Exposing the duplicity of lenders and municipalities in the downfall of home builders is the latest crusade for one Southern California-based builder that is fighting desperately to keep his own company afloat.

Barratt American, formerly one of the 200 largest home builders in the country, is for the moment “essentially out of the game” as far as production building goes, says its president, Mick Pattinson. He spoke with BUILDER by phone from London, where he’s been attempting to raise new financing after Bank of America told his company last spring that it would no longer fund Barratt’s $125 million credit facility. He confirms a story in the North County Times, a local newspaper, which reported that his company was in danger of losing its City Square project in Escondido, Calif., and had laid off 100 of 130 employees.

Pattinson would not disclose details about his negotiations with foreign lenders or investors, partly because he still has loose ends to tie up with BofA. Still, he remains confident about Barratt’s future, although he does not foresee getting back into home building in a big way until 2010. In the interim, he’s running his company on cash generated from the sale of unencumbered assets and from construction work related to rebuilding homes that were damaged or destroyed during California’s last round of fires.

But Pattinson isn’t twiddling his thumbs waiting for the housing market to rebound. He’s focusing more of his energies on calling attention to what he says have been two negative forces that crippled the housing industry: banks abandoning distressed builders, and municipalities squeezing builders for higher impact fees, which in his market can exceed $100,000 per house.

Pattinson doesn’t hide his disdain for Bank of America, or for much of the lending community, either, which he insists pulled the financing rug out from under builders at their greatest time of need. “Builders are mad as hell, but they’ve been reluctant to put out their dirty linen about how they’ve been screwed over.”

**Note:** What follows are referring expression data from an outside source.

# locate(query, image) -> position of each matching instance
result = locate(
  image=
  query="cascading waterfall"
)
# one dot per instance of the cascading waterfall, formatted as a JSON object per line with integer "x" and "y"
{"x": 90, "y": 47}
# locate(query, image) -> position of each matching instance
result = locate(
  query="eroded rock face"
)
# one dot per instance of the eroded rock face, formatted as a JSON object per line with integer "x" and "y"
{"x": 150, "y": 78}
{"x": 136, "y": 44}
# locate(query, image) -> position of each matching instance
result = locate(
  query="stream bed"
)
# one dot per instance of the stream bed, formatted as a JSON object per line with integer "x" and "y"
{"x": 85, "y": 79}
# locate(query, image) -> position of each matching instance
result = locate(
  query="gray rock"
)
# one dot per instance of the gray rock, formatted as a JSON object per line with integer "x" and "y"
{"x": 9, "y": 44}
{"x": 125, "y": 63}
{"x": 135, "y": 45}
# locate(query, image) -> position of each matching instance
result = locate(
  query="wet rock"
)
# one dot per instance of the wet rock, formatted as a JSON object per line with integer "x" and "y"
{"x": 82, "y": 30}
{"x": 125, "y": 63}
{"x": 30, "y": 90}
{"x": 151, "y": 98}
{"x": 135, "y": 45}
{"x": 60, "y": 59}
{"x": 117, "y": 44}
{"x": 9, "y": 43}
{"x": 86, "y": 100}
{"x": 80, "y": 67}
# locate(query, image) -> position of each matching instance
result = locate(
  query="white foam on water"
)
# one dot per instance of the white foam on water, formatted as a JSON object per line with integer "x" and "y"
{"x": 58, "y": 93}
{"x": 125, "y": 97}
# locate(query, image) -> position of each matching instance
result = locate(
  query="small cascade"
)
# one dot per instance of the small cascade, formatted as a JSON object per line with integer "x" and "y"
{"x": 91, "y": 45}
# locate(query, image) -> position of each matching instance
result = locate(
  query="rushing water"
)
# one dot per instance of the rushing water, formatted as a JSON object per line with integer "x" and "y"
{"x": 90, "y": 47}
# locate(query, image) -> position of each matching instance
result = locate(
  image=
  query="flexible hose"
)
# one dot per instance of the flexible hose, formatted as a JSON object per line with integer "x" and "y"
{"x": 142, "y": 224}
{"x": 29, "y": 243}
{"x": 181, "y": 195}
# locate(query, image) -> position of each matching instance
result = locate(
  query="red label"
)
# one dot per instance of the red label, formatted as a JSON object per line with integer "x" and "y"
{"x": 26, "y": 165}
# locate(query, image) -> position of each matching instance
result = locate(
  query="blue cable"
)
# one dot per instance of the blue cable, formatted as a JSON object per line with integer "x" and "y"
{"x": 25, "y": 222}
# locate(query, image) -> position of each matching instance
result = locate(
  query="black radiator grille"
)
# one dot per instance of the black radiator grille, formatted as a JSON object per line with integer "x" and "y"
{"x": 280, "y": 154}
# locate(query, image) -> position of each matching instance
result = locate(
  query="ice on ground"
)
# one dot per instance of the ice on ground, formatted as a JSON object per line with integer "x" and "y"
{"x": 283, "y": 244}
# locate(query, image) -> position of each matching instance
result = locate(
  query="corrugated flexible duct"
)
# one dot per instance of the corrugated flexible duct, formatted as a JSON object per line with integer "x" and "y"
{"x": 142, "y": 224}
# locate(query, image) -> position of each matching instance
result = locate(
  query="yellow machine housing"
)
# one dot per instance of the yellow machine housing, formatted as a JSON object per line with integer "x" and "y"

So to force banks to “explain themselves” to lawmakers and the public, Barratt is working with the Homebuilders Coalition for Responsible Bank Behavior, a newly formed group that he says now involves 43 builders. Most are located in California, but the Coalition also includes builders from Oregon and Washington D.C. The group is developing a Web site, and plans to lobby in California and nationally. (It is close to hiring a public relations person.) Pattinson isn’t sure how much dust the Coalition can kick up, but he claims it’s already gained some traction with officials in Sacramento, California’s capitol.

Lawmakers there are also weighing builders’ complaints about how municipalities have used residential development as their own piggy banks by imposing impact fees that, during the boom years, “got to the point where the housing industry wasn’t working anymore,” says Pattinson. He’s been railing for years against impact fees, which makes him the perfect choice to chair a fee reform task force that the California Building Industry Association recently formed.

Pattinson is buoyed that several California towns have passed fee payment deferral statutes. And if towns start going bankrupt because the housing downturn is depriving them of fees to which they’ve grown accustomed, Pattinson expects more municipalities will be forced to consider weaning themselves from this revenue stream.

John Caulfield is a senior editor at BUILDER magazine.